In der umsichtigen Zusammenfassung der entsprechenden Forschungsliteratur und der wichtigsten Überblicksdarstellungen gelingt es Lang besonders virtuos, die Regionalgeschichte der Eidgenossenschaft in ihren konfessionellen, ständischen und sozialen Differenzierungen auf die jeweils unterschiedlich gearteten politischen Konflikte hin lesbar zu machen. „Dass Dissens und Konflikte die Demokratie belebt und lange Phasen ohne grundsätzliche Debatten und soziale Bewegungen sie gelähmt haben. Die Tatsache, dass es in der Schweiz nach 1848 selten zu gewaltförmigen Auseinandersetzungen gekommen ist, bedeutet nicht, dass die Konflikte weniger radikal gewesen wären als in Bürgerkriegs- und Putschstaaten.“ Das Erbe des Flickenteppichs der Alten Eidgenossenschaft mit seinen transeuropäischen Verflechtungen wird für das 19. Jahrhundert dabei überzeugender eingelöst als für das 20., wo die Binnensicht dominiert. Unterbelichtet bleibt dabei nicht zuletzt die Ausgrenzung und Einbettung der Frauen, wo es sozialgeschichtlicher Vertiefung besonders bedurft hätte, um der These des ideologischen Ausschlusses im militärischen Männerstaat der Geistigen Landesverteidigung Gewicht zu verleihen, aber auch die Bruchlinien noch stärker zu verdeutlichen. Die angeführten Beispiele etwa der Zivilschutzabstimmung von 1959 hätten noch ausgeweitet werden können. Man merkt in diesen Abschnitten am deutlichsten, dass Langs Politikgeschichte von ideellen Prämissen ausgeht und deren materielle Effekte untersucht und weniger Gewicht legt auf sozial- und alltagsgeschichtliche Formationen wie etwa dem Beitrag migrierter Frauen an die Entwicklung des Schweizer Sozialstaats und der daraus entstehenden Argumente für Gleichberechtigung, wie sie etwa in Forschungsansätzen aus der Gender- und Migrationsforschung favorisiert werden.

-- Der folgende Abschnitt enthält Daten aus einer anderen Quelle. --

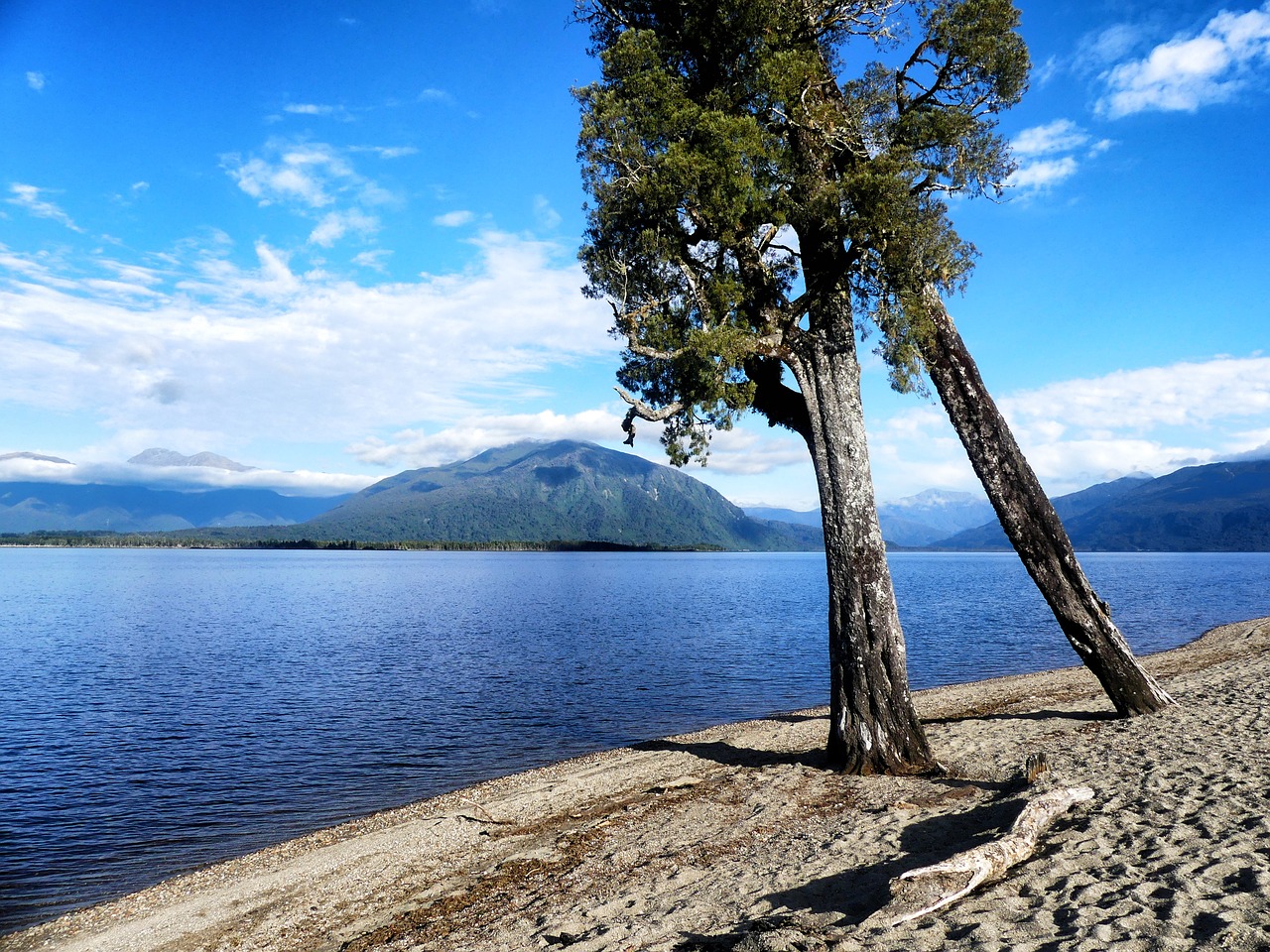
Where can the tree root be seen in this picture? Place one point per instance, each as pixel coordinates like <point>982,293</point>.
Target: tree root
<point>920,892</point>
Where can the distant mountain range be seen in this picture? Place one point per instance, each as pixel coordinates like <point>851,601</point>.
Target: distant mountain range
<point>58,507</point>
<point>912,522</point>
<point>574,493</point>
<point>562,492</point>
<point>171,457</point>
<point>1213,508</point>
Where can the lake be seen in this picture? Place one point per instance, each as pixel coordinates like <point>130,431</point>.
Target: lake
<point>164,708</point>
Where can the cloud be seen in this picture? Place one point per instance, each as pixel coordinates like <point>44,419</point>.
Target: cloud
<point>1193,394</point>
<point>1052,154</point>
<point>314,180</point>
<point>300,483</point>
<point>1192,71</point>
<point>1080,431</point>
<point>266,353</point>
<point>28,197</point>
<point>335,225</point>
<point>416,448</point>
<point>375,261</point>
<point>1097,51</point>
<point>453,220</point>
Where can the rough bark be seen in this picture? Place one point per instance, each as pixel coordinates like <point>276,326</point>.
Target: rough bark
<point>873,724</point>
<point>1030,522</point>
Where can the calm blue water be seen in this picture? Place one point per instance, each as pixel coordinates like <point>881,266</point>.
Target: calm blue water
<point>160,710</point>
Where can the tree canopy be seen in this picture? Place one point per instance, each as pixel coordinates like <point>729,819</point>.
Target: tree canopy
<point>751,160</point>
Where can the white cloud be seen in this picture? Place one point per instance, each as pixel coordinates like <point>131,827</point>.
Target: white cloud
<point>416,448</point>
<point>334,225</point>
<point>1180,395</point>
<point>1047,173</point>
<point>1058,136</point>
<point>1192,71</point>
<point>266,353</point>
<point>453,220</point>
<point>28,197</point>
<point>1052,154</point>
<point>375,261</point>
<point>317,181</point>
<point>1080,431</point>
<point>300,483</point>
<point>336,112</point>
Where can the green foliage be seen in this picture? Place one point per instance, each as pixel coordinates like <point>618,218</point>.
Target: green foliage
<point>739,180</point>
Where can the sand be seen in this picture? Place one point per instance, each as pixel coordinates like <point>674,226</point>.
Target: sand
<point>737,838</point>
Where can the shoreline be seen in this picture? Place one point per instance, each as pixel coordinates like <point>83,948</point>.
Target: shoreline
<point>738,830</point>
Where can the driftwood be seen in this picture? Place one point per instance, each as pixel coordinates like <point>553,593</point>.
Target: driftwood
<point>920,892</point>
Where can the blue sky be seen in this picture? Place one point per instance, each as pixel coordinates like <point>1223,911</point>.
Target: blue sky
<point>338,240</point>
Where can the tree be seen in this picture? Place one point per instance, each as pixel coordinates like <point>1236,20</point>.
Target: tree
<point>751,209</point>
<point>1029,518</point>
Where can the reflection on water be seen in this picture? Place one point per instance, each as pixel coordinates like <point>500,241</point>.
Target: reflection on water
<point>168,708</point>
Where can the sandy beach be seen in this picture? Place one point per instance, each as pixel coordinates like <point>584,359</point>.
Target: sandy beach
<point>737,838</point>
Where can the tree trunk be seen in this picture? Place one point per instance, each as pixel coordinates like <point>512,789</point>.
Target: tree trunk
<point>873,724</point>
<point>1030,522</point>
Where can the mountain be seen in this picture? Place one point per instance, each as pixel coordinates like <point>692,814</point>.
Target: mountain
<point>915,521</point>
<point>37,457</point>
<point>931,516</point>
<point>35,507</point>
<point>811,517</point>
<point>1213,508</point>
<point>991,536</point>
<point>562,492</point>
<point>171,457</point>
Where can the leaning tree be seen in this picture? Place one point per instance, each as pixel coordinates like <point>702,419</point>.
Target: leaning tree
<point>753,208</point>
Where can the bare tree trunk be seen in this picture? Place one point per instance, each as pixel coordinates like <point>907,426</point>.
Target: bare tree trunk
<point>1030,522</point>
<point>873,724</point>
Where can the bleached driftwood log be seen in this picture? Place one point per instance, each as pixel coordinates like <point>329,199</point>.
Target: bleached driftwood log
<point>920,892</point>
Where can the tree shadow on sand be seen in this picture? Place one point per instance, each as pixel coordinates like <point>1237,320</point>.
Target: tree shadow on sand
<point>846,898</point>
<point>730,756</point>
<point>1029,716</point>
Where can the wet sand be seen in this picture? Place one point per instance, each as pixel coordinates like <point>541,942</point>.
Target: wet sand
<point>737,838</point>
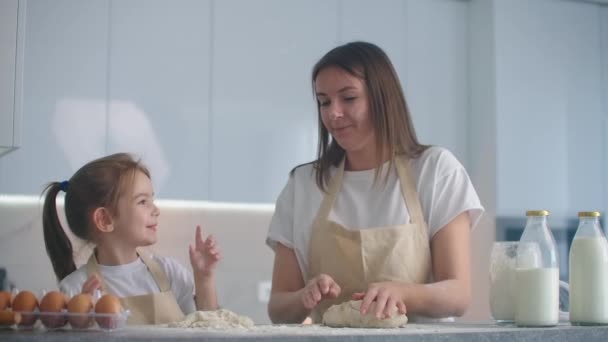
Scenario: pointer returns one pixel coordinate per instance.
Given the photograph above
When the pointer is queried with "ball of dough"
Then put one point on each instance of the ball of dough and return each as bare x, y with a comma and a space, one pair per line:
348, 314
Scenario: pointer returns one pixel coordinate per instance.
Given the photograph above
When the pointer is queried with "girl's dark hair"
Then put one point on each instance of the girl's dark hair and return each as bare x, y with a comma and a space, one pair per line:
390, 115
99, 183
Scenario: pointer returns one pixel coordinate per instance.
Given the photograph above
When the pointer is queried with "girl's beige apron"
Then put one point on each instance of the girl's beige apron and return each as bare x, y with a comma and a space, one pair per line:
355, 257
153, 308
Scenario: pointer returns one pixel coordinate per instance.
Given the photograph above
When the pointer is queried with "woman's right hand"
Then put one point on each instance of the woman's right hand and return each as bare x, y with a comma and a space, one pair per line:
319, 288
92, 284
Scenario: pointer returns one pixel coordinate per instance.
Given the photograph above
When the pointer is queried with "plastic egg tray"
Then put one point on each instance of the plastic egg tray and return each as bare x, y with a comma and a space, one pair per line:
65, 320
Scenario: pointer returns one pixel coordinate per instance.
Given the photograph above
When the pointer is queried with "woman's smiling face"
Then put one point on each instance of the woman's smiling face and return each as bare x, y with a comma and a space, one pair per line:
344, 106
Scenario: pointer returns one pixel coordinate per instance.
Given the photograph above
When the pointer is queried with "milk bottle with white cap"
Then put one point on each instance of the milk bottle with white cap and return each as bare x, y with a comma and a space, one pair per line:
589, 272
536, 274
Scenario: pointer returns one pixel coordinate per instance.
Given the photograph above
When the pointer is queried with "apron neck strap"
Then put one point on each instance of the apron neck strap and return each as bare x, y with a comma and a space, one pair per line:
153, 266
408, 190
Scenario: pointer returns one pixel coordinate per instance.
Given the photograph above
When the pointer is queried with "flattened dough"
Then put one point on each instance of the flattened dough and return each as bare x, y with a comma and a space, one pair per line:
218, 319
347, 314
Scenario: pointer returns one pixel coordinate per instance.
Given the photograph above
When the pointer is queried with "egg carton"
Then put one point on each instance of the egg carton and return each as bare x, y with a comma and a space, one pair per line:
65, 320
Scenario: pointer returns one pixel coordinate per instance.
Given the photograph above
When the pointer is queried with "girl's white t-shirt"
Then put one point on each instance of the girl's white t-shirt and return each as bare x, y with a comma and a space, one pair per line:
443, 186
134, 279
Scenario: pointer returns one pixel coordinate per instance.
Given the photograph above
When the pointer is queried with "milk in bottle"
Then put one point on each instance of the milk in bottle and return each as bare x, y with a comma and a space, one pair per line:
536, 274
589, 272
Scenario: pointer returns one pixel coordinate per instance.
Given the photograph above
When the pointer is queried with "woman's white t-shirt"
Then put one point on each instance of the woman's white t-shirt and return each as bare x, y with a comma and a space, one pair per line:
443, 186
135, 279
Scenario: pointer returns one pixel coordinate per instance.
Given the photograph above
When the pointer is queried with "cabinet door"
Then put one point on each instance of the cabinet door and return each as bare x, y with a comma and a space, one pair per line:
64, 93
8, 47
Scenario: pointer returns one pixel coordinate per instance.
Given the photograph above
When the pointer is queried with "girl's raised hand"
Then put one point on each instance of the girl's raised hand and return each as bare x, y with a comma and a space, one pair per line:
204, 256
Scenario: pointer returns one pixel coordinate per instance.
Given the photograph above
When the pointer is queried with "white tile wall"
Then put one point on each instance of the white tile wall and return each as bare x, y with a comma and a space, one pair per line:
216, 95
159, 85
263, 114
549, 107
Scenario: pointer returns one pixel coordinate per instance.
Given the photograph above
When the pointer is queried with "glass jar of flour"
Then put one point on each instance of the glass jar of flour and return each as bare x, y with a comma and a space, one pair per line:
536, 274
589, 272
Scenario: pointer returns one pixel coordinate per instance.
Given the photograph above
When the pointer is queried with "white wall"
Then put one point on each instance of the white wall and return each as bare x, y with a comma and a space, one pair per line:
482, 144
551, 136
216, 95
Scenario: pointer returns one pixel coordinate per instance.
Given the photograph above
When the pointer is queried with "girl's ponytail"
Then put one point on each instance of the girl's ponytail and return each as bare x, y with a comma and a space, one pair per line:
58, 245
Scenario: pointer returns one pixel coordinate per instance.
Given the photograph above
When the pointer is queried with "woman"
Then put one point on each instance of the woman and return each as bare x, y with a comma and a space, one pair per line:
377, 216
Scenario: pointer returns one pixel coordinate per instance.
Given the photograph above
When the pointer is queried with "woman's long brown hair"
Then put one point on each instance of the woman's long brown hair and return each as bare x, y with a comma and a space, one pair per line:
389, 112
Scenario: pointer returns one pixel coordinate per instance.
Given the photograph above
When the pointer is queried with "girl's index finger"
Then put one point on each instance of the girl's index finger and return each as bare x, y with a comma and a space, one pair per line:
199, 238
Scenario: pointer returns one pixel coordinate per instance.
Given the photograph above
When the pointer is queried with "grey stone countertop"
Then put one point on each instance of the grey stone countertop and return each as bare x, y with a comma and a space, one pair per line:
481, 331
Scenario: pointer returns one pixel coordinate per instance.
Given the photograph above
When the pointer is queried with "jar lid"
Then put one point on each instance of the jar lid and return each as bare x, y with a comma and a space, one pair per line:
589, 214
537, 213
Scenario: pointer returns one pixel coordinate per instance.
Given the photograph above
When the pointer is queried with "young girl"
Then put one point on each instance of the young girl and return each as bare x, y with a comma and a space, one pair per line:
110, 202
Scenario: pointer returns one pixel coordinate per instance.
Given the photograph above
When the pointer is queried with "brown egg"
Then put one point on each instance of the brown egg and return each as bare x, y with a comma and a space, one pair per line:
9, 317
5, 300
79, 308
108, 304
52, 307
25, 302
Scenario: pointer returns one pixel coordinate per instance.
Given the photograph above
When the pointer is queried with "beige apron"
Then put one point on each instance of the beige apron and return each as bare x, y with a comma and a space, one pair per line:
153, 308
357, 258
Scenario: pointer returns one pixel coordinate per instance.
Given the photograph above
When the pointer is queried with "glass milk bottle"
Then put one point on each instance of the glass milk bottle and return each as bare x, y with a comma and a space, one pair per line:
536, 274
589, 272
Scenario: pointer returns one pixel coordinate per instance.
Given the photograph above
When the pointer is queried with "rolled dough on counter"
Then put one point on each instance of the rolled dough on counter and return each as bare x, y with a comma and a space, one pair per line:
348, 314
218, 319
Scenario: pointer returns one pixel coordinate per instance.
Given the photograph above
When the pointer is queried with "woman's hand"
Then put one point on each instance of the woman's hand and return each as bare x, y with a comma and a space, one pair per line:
382, 299
319, 288
92, 284
204, 256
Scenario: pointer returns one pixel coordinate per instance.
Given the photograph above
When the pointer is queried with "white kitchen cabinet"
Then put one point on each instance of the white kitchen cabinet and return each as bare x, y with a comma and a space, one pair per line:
64, 93
12, 20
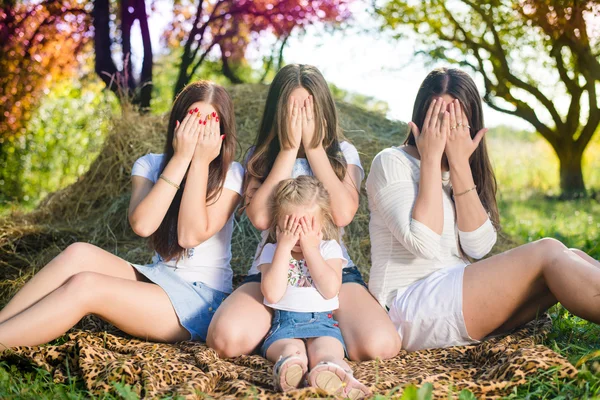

Lang bleibt auch in diesem historischen Essay seinem aktivistischen Grundsatz als Politiker treu. Sein Buch erweckt Lust, sich auf die „Stürme“ und „Händel“, auf die Unruhen und Ideenkonflikte des 18. und 19. Jahrhunderts einzulassen, um daraus zu lernen, mittels welcher politischen Vokabeln heute auf soziale Bruchzonen aufmerksam gemacht werden kann und wie diese in Zukunft zu betonen sind, um das Ruder wieder vermehrt nach links zu werfen.
Josef Lang: Demokratie in der Schweiz. Geschichte und Gegenwart, Baden: Hier und Jetzt-Verlag 2020, 272 S.